Upsetting ATM tax

Updated: Mar 1 2006, 07:18am hrs
Its good that this Budget has no hard reforms and is a people-friendly one. It would be a lot easier for the middle-class to afford a car as the prices of small cars will go down. However, nothing much is in store for those wanting to make fresh business investments. And one of the most upsetting parts is the tax on ATMs, which has emerged as a prominent source of monetary transactions.

Pooja Bansal, research scholar, Punjab University

Education gains

The Budget is reflective of the direction in which the economy is going. The amount of fiscal discipline that the finance minister has shown, ie., targeting the fiscal deficit of 3.8%, which is down from 4.1%, is a huge plus. Huge amounts have been set aside aside for the education and infrastructure sector. A major concern is that Mr Chidambaram has not indicated from where he will get the money for investment in the various projects.

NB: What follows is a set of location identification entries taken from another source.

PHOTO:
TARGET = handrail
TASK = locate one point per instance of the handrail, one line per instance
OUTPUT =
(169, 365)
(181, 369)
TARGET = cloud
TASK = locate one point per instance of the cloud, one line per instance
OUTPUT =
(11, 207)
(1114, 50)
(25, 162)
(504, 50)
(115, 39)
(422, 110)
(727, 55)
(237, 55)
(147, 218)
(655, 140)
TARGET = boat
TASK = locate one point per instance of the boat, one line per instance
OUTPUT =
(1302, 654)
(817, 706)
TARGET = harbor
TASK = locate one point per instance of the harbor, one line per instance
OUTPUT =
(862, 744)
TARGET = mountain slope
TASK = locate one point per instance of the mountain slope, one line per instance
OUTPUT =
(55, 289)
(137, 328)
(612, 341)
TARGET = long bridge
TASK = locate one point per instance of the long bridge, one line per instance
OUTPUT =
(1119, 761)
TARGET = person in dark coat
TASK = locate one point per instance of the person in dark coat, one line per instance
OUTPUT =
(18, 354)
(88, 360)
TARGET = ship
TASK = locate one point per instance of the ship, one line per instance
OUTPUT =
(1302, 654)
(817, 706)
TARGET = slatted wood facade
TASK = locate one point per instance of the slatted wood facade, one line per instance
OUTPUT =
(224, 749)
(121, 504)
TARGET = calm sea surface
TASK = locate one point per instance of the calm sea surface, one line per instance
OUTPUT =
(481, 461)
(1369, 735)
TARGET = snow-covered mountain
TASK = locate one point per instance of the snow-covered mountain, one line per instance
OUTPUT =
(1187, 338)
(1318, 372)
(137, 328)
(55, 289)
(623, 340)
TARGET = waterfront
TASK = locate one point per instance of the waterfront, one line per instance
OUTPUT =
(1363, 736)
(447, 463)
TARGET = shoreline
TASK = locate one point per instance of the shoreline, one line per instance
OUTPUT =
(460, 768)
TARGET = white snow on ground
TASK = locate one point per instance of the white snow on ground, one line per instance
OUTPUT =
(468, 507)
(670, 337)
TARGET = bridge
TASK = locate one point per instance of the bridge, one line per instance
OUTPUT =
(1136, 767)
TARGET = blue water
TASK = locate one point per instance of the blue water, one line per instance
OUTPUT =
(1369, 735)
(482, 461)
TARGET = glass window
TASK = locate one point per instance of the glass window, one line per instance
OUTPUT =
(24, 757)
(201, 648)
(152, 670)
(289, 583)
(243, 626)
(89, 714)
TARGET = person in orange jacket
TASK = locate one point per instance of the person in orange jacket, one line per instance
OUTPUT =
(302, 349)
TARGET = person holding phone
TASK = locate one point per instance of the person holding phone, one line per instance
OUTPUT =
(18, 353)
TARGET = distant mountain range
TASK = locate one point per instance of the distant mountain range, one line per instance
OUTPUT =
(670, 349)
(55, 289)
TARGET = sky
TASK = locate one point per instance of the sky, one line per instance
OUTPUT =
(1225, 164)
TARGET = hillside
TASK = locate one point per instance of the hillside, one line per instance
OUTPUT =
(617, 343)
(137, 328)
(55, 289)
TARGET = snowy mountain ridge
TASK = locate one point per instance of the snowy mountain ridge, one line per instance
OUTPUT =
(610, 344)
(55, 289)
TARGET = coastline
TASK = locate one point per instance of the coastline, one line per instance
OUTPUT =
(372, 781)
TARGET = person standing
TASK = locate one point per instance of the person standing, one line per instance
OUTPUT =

Swarup Gupta, student, IMI

Taxing hike

The Budget touches the lives of people from all economic backgrounds. The taxation proposals are growth-oriented. While there are no significant changes in corporate and personal tax, the hike in service tax, from 10% to 12%, is not justified. Its like taxing the common man indirectly.

S K Naganuri, call centre employee

Not unpleasant

The best part about this Budget is that there are no unpleasant surprises. Emphasis has been laid on overall infrastructure development, which makes it a long-term Budget and not one limited to the fiscal year.